Kumba Iron Ore currently has a 3,1 percent share of the seaborne iron ore trade, and 9,9 percent of the seaborne lump ore market. This is based on exports of 21,5 Mtpa from Sishen Mine. The three largest iron ore producers in 2006 of seaborne iron ore trade are CVRD (235 Mt) from Brazil as well as, Rio Tinto (168 Mt) and BHP-Billiton (115 Mt) from Australia.

The seaborne market is responsible for a large proportion (more than 89 percent) of the group’s revenues. Strong growth in steel demand, primarily from China, and increasing supplier consolidation over the past decade have driven the recent record price increases for seaborne iron ore.

Continuing strong economic growth in China and the concomitant development of its steel industry are expected to fuel healthy demand and growth until approximately 2025. China is expected to represent 60 percent of demand for seaborne iron ore by 2011, whilst further growth in CIS and South America in the medium term – as well as India and other developing markets in the longer term – should sustain this growth.

Short- to medium-term scrap shortages should further ensure the growth in demand for iron ore and support attractive iron ore prices.

During 2007 Kumba Iron Ore plans to, in addition to its normal tonnages, place in the market some 2 Mt additional product from the SEP ramp-up, which is a new product with slightly lower iron content. The group has received letters of intent for the products, totalling an additional 13 Mtpa which is the production capacity of the SEP.

Logistics

Kumba Iron Ore is working closely with Transnet, which is currently engaged in expanding the capacity of the Sishen-Saldanha export channel to give effect to an agreement, concluded in February 2005, to increase allocated rail tonnages to 35 Mtpa. Sishen Mine is concurrently ramping up its production (inclusive of the SEP) to ensure that increased output is achieved at about the same time that Transnet completes its expansion works towards the second half of 2007.
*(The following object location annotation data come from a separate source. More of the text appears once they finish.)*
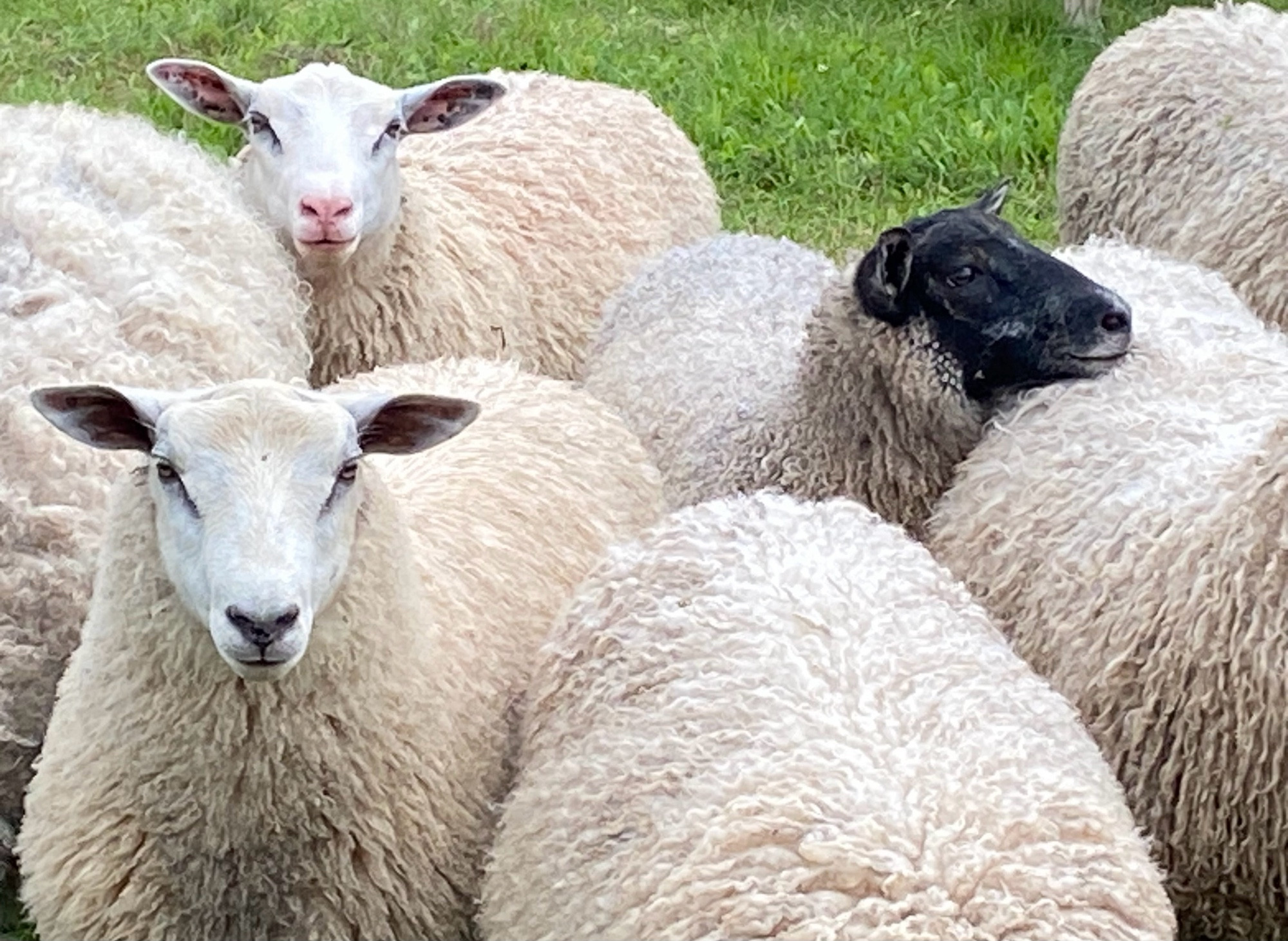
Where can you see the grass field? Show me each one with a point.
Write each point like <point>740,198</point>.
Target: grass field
<point>822,122</point>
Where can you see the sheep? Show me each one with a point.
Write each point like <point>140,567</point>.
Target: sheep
<point>351,793</point>
<point>124,254</point>
<point>773,718</point>
<point>500,239</point>
<point>1173,142</point>
<point>746,363</point>
<point>1129,537</point>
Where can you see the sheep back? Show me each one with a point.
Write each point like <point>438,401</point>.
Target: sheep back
<point>354,798</point>
<point>1129,535</point>
<point>126,256</point>
<point>700,354</point>
<point>1175,140</point>
<point>780,718</point>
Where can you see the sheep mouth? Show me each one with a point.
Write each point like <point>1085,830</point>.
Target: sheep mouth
<point>325,245</point>
<point>263,661</point>
<point>1098,357</point>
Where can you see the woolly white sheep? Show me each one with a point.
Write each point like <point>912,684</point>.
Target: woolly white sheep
<point>737,375</point>
<point>128,256</point>
<point>393,607</point>
<point>771,718</point>
<point>1130,537</point>
<point>1175,141</point>
<point>503,238</point>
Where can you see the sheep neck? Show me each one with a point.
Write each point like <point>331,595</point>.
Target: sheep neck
<point>878,417</point>
<point>355,320</point>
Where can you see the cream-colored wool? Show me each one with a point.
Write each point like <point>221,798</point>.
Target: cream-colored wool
<point>771,718</point>
<point>1178,140</point>
<point>126,256</point>
<point>355,797</point>
<point>746,363</point>
<point>726,409</point>
<point>1130,538</point>
<point>515,231</point>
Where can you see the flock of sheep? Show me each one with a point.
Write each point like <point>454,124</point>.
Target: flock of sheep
<point>431,525</point>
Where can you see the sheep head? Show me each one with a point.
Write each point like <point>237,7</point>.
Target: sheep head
<point>257,488</point>
<point>321,159</point>
<point>1000,314</point>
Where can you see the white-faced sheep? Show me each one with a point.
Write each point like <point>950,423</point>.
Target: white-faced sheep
<point>737,375</point>
<point>771,718</point>
<point>503,238</point>
<point>128,256</point>
<point>354,794</point>
<point>1130,537</point>
<point>1175,141</point>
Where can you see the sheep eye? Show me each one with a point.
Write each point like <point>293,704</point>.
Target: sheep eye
<point>393,131</point>
<point>260,126</point>
<point>345,477</point>
<point>171,477</point>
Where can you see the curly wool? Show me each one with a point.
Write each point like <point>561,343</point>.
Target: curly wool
<point>745,363</point>
<point>1129,535</point>
<point>126,256</point>
<point>777,718</point>
<point>515,230</point>
<point>1175,140</point>
<point>356,797</point>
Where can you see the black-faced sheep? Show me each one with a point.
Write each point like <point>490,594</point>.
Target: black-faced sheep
<point>739,375</point>
<point>1130,537</point>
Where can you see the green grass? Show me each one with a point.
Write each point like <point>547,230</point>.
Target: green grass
<point>820,120</point>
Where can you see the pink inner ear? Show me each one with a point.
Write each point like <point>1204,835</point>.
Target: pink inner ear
<point>204,90</point>
<point>448,106</point>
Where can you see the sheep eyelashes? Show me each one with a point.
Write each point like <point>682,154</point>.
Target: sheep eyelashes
<point>475,216</point>
<point>745,363</point>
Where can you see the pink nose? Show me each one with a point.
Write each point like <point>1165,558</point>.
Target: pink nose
<point>327,209</point>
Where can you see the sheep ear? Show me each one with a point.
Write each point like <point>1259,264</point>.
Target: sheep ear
<point>113,419</point>
<point>883,276</point>
<point>406,424</point>
<point>994,200</point>
<point>449,104</point>
<point>204,90</point>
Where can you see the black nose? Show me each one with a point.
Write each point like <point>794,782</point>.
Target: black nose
<point>1116,321</point>
<point>262,629</point>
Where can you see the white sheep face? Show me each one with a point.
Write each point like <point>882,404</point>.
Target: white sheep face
<point>257,489</point>
<point>321,160</point>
Since logistics issues play an important part in Kumba Iron Ore’s performance, the group continues its close cooperation with Transnet across all matters of common interest. Discussions commenced on the next phase of capacity expansion, amounting to a further 9 Mtpa rail allocation, in order to carry planned production from the envisioned Sishen South Mine to Saldanha. It is anticipated that an agreement will be concluded towards mid-2007.

The Sishen-Saldanha export channel is performing well again after an unfortunate occurrence in September 2006 when a shiploader at the port broke down and Kumba Iron Ore lost nineteen days of exports, affecting sales for the year. Mine production, however, continued during the period of loader downtime and some 2 Mt of product was stockpiled at Saldanha before the end of the year. It is planned that by August 2007 two shiploaders will be in operation, in time for the increased production linked to the SEP Project. An independent study on the operational shiploader, and the new design of the one that failed, confirmed the structural integrity of these machines.

All stakeholders involved are working on increasing efficiency in the logistics system and will continue to improve the outbound logistics chain to increase flexibility and reliability, whilst removing non-value adding activities. The target is to improve efficiencies, eliminate waste and maintain customer satisfaction.

In line with Kumba Iron Ore’s customer focus the Marketing division is constantly investigating value adding opportunities in the product portfolio. This is done in close cooperation with customers and Sishen Mine whilst keeping in mind future growth projects.

The off-take by Mittal in 2006 was lower than expected due to logistical reasons. Normal off-take in the order of 9 Mtpa is expected to be resumed during 2007.